Leaders in the British Conservative Opposition have objected that the so-called “red line” exemptions obtained by Prime Minister Tony Blair were too weak, “red herrings” they said, and have demanded a public referendum on such changes.

Spokespersons said that in legal terms the United Kingdom’s right to opt out on European foreign policy is only secured by a Declaration and it should have been by Protocol.

The European Commissioner responsible for competition policy, Neelie Kroes, has celebrated the survival of the European Union’s power to enforce competitiveness in the economy – following a challenge to the competition policy, at the European summit in Brussels, by the French President Nicolas Sarkozy.

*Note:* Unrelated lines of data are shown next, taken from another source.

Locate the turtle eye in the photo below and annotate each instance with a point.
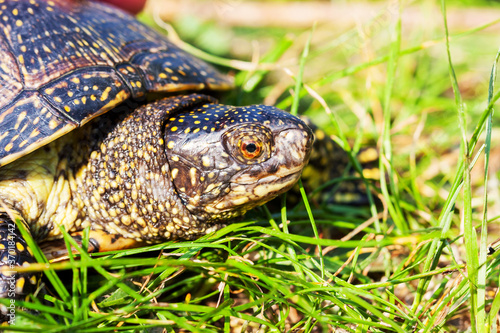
(249, 144)
(250, 148)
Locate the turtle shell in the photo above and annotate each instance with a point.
(65, 62)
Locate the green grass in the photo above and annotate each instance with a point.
(412, 260)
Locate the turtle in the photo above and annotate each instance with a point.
(107, 126)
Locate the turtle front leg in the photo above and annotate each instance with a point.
(14, 252)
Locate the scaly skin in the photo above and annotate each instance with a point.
(176, 168)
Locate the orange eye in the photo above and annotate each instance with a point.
(251, 149)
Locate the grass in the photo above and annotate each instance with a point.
(413, 259)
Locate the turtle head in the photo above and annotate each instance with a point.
(225, 160)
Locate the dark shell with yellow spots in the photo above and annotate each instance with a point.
(160, 165)
(65, 62)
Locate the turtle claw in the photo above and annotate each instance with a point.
(14, 253)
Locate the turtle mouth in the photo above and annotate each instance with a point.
(281, 175)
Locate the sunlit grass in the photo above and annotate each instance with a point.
(408, 261)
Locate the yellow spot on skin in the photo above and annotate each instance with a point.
(20, 285)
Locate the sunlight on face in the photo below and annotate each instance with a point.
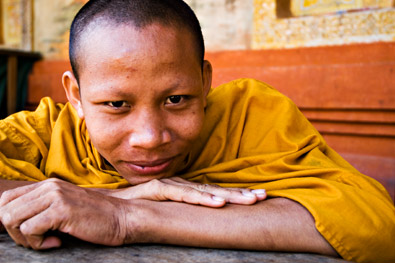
(142, 97)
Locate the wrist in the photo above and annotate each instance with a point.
(137, 221)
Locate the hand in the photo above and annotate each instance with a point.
(178, 189)
(29, 212)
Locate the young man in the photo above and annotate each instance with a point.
(152, 144)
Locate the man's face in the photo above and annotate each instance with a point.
(142, 97)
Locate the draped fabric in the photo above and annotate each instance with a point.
(253, 137)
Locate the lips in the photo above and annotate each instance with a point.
(150, 167)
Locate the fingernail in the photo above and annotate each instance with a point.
(248, 194)
(218, 198)
(259, 191)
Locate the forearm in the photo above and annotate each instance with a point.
(276, 225)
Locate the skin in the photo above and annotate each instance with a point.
(143, 102)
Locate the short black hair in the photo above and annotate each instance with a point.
(138, 13)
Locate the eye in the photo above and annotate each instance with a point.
(174, 99)
(117, 104)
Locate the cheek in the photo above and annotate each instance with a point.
(189, 128)
(104, 134)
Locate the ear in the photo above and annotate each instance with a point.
(207, 77)
(72, 90)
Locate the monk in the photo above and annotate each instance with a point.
(146, 152)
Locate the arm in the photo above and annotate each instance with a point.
(276, 224)
(7, 185)
(29, 212)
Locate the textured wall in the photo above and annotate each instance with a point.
(364, 26)
(226, 24)
(52, 21)
(239, 25)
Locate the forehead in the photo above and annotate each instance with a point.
(102, 39)
(155, 56)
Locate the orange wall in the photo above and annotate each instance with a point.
(347, 92)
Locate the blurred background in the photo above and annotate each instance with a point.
(334, 58)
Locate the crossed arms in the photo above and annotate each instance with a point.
(169, 211)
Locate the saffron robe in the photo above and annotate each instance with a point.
(253, 136)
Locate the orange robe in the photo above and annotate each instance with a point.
(253, 137)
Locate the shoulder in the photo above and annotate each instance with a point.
(250, 96)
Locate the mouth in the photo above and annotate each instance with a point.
(150, 167)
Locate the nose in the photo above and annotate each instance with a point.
(149, 131)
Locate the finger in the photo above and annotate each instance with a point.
(160, 191)
(13, 230)
(12, 194)
(242, 196)
(260, 194)
(190, 195)
(231, 195)
(35, 228)
(14, 213)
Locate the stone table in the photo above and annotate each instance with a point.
(74, 250)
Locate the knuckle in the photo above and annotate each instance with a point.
(6, 196)
(6, 219)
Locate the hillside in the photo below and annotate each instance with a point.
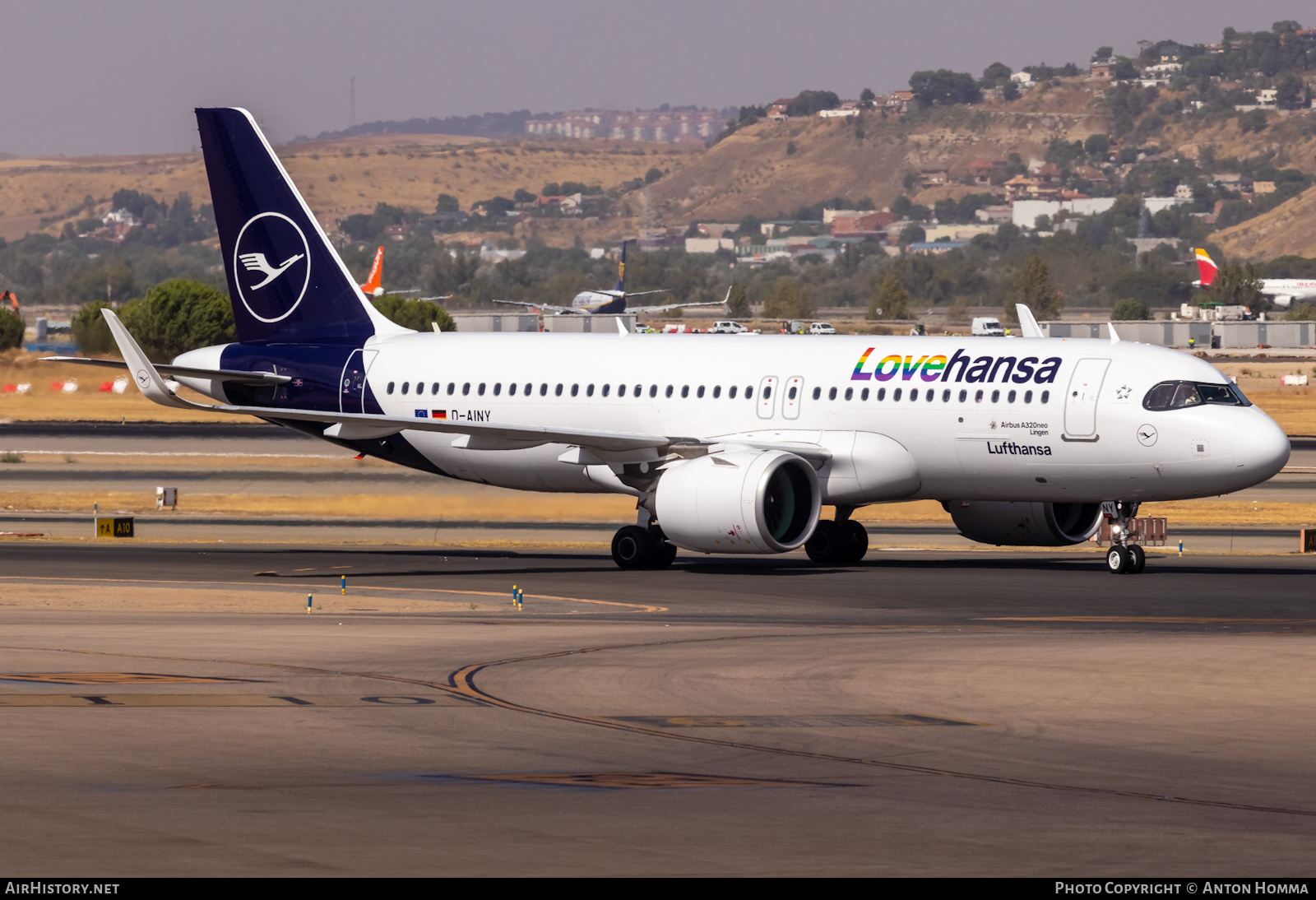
(752, 171)
(339, 178)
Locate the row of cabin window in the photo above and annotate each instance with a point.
(576, 390)
(931, 395)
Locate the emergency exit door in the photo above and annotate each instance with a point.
(1081, 399)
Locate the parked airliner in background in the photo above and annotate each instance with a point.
(1282, 291)
(728, 443)
(611, 302)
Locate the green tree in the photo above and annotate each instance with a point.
(1129, 309)
(890, 299)
(809, 103)
(178, 316)
(737, 302)
(90, 331)
(1035, 290)
(789, 300)
(415, 315)
(11, 329)
(944, 87)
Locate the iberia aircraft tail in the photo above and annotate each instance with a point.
(373, 287)
(1206, 267)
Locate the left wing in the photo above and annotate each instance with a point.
(539, 305)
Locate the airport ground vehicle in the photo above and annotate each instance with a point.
(732, 450)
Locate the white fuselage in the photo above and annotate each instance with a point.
(1081, 436)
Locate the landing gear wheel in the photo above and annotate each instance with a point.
(633, 548)
(1119, 561)
(664, 555)
(857, 536)
(1138, 558)
(828, 542)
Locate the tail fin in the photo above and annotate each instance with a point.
(286, 282)
(373, 287)
(1206, 267)
(622, 269)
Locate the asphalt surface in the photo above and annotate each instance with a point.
(920, 713)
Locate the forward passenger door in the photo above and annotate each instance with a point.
(767, 397)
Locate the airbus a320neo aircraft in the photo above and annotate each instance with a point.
(728, 443)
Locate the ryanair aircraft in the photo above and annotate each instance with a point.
(612, 302)
(728, 443)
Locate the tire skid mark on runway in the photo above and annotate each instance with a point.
(637, 607)
(464, 680)
(290, 667)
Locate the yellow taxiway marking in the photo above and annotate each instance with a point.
(637, 607)
(1153, 620)
(103, 700)
(638, 781)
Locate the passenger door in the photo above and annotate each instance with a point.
(352, 386)
(793, 397)
(1081, 399)
(767, 397)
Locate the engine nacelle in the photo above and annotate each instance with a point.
(744, 502)
(1026, 524)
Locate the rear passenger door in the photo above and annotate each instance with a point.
(767, 397)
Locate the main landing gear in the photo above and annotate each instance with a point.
(1125, 558)
(841, 541)
(635, 546)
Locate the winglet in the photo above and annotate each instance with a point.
(1026, 322)
(144, 373)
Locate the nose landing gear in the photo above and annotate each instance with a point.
(1125, 558)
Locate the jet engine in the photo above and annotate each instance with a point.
(1026, 524)
(743, 502)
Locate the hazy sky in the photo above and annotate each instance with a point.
(111, 78)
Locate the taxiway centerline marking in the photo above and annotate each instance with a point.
(637, 607)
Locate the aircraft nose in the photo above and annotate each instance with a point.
(1263, 449)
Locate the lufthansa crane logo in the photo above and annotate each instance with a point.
(271, 266)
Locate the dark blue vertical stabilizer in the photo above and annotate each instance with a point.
(286, 282)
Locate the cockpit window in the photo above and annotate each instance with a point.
(1181, 395)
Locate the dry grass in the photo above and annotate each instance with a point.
(1293, 408)
(408, 170)
(520, 508)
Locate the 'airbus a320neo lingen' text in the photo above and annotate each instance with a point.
(728, 443)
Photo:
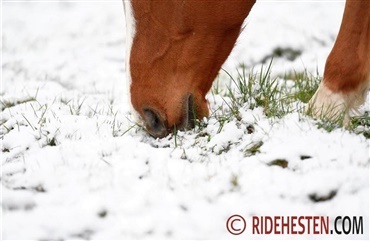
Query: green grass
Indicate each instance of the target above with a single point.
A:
(277, 97)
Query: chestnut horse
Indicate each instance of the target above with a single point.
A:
(176, 48)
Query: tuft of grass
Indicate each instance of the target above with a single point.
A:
(253, 149)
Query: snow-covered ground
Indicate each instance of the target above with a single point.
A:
(74, 165)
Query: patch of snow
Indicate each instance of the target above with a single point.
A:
(75, 165)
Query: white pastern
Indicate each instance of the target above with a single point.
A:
(328, 104)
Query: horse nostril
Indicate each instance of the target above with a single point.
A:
(190, 112)
(155, 124)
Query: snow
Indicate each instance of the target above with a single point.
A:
(75, 165)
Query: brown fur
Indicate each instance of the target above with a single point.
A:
(180, 45)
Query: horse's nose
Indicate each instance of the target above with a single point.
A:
(158, 126)
(155, 124)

“The Protocol on Internal Market and Competition agreed at the European Council clearly repeats that competition policy is fundamental to the Internal Market,” the Commissioner said (23.6.07).

“It retains the existing competition rules which have served us so well for 50 years.

“It re-confirms the European Commission’s duties as the independent competition enforcement authority for Europe.

“Now I would like to get back to the job.

“The Commission will continue to enforce Europe’s competition rules firmly and fairly: to bust cartels and monopolies, to vet mergers, to control state subsidies.

“That is in the interests of our Internal Market; it is in the interests of European citizens and consumers; it is what Europe’s business community quite rightly expects and deserves, and it is a firm foundation for Europe’s prosperity, notably by ensuring fair conditions for international investment.”